COMET Single-Cell Marker Detection tool
BSD 3-Clause "New" or "Revised" License
31 stars 7 forks source link

cell # limit? #16

Open ktyssowski opened 2 years ago

ktyssowski commented 2 years ago

Hello, I'm trying to run COMET on a large dataset (~500K cells), but I'm running into some errors that seem like they may be due to my dataset being too large? Is this the case or is there something else going on? Here's my stdout file:

Started on 2021-12-20T16:32:55.311333
Reading data...
Generating complement data...
########
# Processing cluster 1...
########
2 gene combinations
Running t test on singletons...
Calculating fold change
Running XL-mHG on singletons...
X = 75
L = 1000
Cluster size 500
XLMHG error
('List is too long.
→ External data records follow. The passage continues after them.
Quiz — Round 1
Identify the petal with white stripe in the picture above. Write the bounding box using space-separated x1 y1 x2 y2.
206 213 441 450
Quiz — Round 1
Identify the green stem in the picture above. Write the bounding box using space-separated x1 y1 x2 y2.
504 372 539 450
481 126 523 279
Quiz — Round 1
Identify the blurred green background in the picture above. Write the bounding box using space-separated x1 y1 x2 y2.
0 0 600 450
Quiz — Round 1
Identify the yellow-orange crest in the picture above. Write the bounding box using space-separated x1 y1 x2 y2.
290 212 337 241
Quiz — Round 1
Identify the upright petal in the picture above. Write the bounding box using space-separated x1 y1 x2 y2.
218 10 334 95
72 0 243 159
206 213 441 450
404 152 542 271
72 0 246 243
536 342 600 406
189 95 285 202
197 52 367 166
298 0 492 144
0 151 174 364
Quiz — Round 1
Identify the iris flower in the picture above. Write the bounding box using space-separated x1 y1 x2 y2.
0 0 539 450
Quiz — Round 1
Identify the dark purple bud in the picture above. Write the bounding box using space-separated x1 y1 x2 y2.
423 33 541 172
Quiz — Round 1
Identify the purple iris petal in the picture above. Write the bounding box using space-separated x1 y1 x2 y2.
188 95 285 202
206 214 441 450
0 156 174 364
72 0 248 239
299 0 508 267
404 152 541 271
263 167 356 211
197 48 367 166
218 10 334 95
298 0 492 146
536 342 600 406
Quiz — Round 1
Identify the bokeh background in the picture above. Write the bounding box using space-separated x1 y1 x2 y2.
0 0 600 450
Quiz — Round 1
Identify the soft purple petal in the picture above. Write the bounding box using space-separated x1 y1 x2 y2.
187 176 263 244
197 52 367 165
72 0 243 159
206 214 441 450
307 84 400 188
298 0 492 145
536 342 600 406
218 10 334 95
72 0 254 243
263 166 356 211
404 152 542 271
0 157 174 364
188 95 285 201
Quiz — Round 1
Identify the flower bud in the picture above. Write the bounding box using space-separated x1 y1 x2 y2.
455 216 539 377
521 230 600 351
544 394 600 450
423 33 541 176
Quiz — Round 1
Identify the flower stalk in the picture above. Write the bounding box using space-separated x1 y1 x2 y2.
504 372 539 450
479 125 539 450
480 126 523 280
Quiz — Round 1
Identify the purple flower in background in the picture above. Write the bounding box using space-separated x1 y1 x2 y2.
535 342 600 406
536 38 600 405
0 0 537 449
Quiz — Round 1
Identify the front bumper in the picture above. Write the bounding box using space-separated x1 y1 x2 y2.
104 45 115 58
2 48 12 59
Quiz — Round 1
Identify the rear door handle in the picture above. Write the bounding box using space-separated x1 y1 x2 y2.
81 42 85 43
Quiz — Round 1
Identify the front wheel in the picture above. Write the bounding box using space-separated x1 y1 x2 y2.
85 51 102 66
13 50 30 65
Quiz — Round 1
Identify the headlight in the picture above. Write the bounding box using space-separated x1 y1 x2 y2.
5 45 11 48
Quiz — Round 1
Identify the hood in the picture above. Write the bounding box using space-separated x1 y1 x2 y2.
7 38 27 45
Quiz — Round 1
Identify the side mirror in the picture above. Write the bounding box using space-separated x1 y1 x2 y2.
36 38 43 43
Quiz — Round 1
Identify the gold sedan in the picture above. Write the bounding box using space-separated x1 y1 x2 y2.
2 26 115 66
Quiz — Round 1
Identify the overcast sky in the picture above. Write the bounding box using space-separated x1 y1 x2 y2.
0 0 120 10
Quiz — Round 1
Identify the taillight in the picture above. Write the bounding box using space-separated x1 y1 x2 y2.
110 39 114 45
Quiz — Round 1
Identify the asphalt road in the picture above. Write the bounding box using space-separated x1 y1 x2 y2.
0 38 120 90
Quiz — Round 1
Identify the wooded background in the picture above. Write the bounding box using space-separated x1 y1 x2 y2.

The maximum length supported is  65536.', 'occurred at index TNS1')
q-val error
local variable 'xlmhg' referenced before assignment
error in sliding values
local variable 'xlmhg' referenced before assignment
Creating discrete expression matrix...
discrete matrix construction failed
local variable 'cutoff_value' referenced before assignment

And here's my stderr file:

Traceback (most recent call last):
  File "/n/holylfs03/LABS/hoekstra_lab/Users/kelsey/comet/bin/Comet", line 8, in <module>
    sys.exit(main())
  File "/n/holylfs03/LABS/hoekstra_lab/Users/kelsey/comet/lib/python3.6/site-packages/Comet/__main__.py", line 866, in main
    process(cls,X,L,plot_pages,cls_ser,tsne,marker_exp,gene_file,csv_path,vis_path,pickle_path,cluster_number,K,Abbrev,cluster_overall,Trim,count_data,skipvis)
  File "/n/holylfs03/LABS/hoekstra_lab/Users/kelsey/comet/lib/python3.6/site-packages/Comet/__main__.py", line 361, in process
    discrete_exp_full = discrete_exp.copy()
UnboundLocalError: local variable 'discrete_exp' referenced before assignment
oshahid commented 2 years ago

Hi ktyssowski,

It does look like there are either too many cells or too many genes (I can't remember if this particular function uses cells or genes, I would have to look deeper into the source code) but the error is being thrown by the xlmhg package. Since COMET runs on a cluster-by-cluster basis, I'm not entirely sure if the issue is with the number of cells. How many genes are you testing? And is this run on a filtered dataset?